The radiological investigations are the mainstay for the diagnosis of SSR. The presence of elevated left hemidiaphragm on plain X-ray of the abdomen may suggest the diagnosis of SSR. Focused assessment sonography in trauma (FAST) using ultrasound is used frequently in an emergency for trauma patients to see the presence of fluid in the peritoneal cavity. FAST is regarded as the best non-invasive radiological modality for assessing the peritoneal cavity in unstable patients. It is an operator-dependent modality and cannot identify the source of bleed and type of fluid in the peritoneal cavity.3 CT scan is the gold standard to diagnose the source of bleed as well as the extent of injury to the organ and other associated injuries.6 
Recently, there is a change in the management of patients with traumatic splenic rupture in favour of non-operative treatment. However, the treatment of SSR is not clear. It is challenging to select a subset of patients who can be managed non-operatively. Patients having refractory shock even after adequate resuscitation are the ideal candidates for emergency splenectomy. Non-operative management in splenic rupture is controversial. It is unknown whether the diseased spleen retains the ability to heal, whether it retains its normal immunologic functions and whether there are higher chances of re-bleed because the spleen is rendered more friable. Based on individual case reports and small case series, the literature suggests that the pathologic spleen can heal after non-traumatic rupture. In a study of 11 patients of SSR, Guth et al.7 observed that all patients made a full recovery with an average blood transfusion of less than 200ml. 

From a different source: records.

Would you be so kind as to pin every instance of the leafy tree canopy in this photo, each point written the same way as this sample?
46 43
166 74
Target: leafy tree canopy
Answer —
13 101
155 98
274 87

Non-operative management may be considered in selected hemodynamically stable patients as re-bleeds are rare, and the complications of the operative procedure and immunologic functions of the spleen should not be overlooked. In certain patient’s splenic salvage have been reported in the form of splenorrhaphy or partial splenectomy.8 Finally, the hemodynamic status of the patient determines the need for operative or no-operative treatment. In this patient, hemodynamic instability culminated in exploratory laparotomy and splenectomy, although stable patients can be potentially managed conservatively.

Ethical considerations: Written and informed consent has been taken from the patient.

Conflict of interest statement: Authors declare that there are no competing interests.